Prior to facing Algeo, Lamas was coming off a knockout loss to Calvin Kattar in which he suffered a broken jaw. He entered the Algeo fight already contemplating retirement, but he almost made the walk with something pivotal missing.

“After my last fight, because of my hospitalization, I was in the hospital, putting all my crap away. I misplaced the rosary,” Lamas said. “I didn’t know where it was, and I kind of forgot about it because I pretty much only bring it to fights. And I’m getting ready to leave for Miami, and because I had to go straight to Vegas from Miami, I’m getting everything ready to bring to the fight, like my flag, and I’m looking for the rosary. I’m tearing my house apart and my wife is helping me look, and I couldn’t find it anywhere and I’m like, ‘(Expletive).’

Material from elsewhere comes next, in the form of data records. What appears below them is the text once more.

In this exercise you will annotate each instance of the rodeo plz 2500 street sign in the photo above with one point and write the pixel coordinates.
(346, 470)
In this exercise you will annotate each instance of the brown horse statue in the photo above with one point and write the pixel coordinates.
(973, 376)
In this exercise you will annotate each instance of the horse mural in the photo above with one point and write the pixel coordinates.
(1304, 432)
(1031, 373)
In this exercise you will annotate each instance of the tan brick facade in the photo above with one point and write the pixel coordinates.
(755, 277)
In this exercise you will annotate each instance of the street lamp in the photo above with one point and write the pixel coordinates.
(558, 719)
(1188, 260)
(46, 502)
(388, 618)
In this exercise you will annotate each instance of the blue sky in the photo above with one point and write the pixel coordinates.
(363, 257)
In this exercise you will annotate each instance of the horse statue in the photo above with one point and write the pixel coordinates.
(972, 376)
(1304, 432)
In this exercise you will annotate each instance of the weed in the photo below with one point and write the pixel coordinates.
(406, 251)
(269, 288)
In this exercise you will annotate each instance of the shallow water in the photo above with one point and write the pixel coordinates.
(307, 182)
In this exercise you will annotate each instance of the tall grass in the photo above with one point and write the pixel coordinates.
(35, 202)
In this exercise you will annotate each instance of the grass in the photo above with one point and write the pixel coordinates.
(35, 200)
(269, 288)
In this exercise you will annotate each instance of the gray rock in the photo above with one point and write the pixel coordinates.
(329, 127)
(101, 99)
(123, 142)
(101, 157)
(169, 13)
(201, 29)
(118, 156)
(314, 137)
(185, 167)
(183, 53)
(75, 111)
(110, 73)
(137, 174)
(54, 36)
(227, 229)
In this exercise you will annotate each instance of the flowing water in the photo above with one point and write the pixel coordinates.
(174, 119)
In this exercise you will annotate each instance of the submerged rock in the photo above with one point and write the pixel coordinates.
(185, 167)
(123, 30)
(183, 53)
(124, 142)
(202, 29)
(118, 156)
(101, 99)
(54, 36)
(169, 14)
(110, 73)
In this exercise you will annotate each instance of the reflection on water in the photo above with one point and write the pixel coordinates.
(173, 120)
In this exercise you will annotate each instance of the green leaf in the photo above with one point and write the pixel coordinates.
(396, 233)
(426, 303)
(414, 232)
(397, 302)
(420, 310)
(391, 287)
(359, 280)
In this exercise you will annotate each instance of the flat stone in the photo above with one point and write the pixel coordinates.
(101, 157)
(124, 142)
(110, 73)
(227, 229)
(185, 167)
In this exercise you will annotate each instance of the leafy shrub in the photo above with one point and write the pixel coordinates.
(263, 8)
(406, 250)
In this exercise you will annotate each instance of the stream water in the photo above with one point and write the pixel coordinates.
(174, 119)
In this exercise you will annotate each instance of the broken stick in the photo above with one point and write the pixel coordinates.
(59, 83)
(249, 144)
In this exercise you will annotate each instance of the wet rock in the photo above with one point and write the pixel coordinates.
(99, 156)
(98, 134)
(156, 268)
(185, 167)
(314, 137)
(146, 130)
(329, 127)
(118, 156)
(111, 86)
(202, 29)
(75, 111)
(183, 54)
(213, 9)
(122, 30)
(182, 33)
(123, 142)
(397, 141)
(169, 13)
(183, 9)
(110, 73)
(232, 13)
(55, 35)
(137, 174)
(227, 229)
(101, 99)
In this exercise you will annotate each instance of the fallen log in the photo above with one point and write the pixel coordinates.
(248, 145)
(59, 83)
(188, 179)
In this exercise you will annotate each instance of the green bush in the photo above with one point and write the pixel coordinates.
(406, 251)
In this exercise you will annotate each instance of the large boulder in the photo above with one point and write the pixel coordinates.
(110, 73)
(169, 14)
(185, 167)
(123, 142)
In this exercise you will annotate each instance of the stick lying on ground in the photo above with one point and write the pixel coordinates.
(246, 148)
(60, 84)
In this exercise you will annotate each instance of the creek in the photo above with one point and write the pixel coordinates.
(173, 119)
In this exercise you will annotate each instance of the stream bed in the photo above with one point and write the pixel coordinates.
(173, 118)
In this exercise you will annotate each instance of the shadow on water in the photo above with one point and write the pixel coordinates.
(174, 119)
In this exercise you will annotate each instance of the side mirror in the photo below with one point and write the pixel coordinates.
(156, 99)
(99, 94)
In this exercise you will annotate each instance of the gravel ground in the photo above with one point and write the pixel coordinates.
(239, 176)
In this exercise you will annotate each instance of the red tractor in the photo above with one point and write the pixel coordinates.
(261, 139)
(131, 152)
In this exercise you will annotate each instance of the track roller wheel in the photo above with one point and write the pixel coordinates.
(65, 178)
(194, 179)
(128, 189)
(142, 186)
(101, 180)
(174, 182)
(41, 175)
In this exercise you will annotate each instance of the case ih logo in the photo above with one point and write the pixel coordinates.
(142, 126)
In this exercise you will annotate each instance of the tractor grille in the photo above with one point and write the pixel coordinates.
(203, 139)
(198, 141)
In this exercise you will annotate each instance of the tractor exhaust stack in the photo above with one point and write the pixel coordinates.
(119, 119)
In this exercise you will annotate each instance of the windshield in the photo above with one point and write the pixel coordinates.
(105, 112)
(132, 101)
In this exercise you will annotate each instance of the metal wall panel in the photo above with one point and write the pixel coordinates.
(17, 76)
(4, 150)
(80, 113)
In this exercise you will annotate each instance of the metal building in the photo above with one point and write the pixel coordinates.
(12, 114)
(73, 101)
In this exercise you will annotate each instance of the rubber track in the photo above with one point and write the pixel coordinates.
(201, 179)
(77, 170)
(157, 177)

“So I just had to leave without it. And the other crazy thing is that my brother passed away on Aug. 28, 2009. The day of the weigh-ins was Aug. 28, and that night, I had made weight. So I’m on weight, I go to bed, I wake up about 3 a.m. just because I’m so thirsty, and I just start scrolling through Facebook and one of my brothers had posted a comment on my late brother’s memorial page, and I commented on it, and I just started scrolling through pictures of him and kind of talking to him in my head and saying, ‘I know I don’t need a rosary to know that you’re here with me, and please just watch over me just one more time. I just want one more win, and I’ll move on from the sport.’”

Lamas made a promise to his brother that Aug. 29 would be his final walk. But on the morning of the fight, Lamas realized his brother was with him all along, giving him confidence that he was in for a memorable night.

“So the next morning, I’m packing up my backpack, the backpack that I use every single day. I’m putting stuff in there, and the main pocket flapped open,” Lamas said. “On the inside of the main pocket is another pocket with a zipper. The zipper was cracked maybe half an inch, an inch, and I’m just sitting on the bed, and I glance over and look at the backpack and through that half-an-inch hole, I see a piece of the rosary in there. And I was like, ‘No (expletive) way.’ So I unzip it, stick my hand in and pull the rosary out and just started bursting out into tears.

“But after that happened, I knew something big was going to happen in this fight. One of my corners was staying with me, and I tried telling him about it and I couldn’t even talk. I kept getting choked up. I was crying, and then he started crying, so I’ve never had anything like that happen to me – if it was a coincidence … the same day that my brother passed away … a few hours before, I’m literally talking to him in my head and mention the rosary … I didn’t have it with me … and I think it was just his way of letting me know he was still there. So he kept his promise to watch over me, so I’ve got to stick by my word, and I’m going to hang up my gloves after that performance.”

Lamas put on a vintage performance, using his experience and grit to outlast Algeo in a “Fight of the Night” effort. The WEC and UFC veteran has been a top contender for the majority of his career, even challenging for the UFC featherweight title in 2014. He holds notable wins over Cub Swanson, Diego Sanchez and Charles Oliveira, and has competed against the who’s-who of the sport.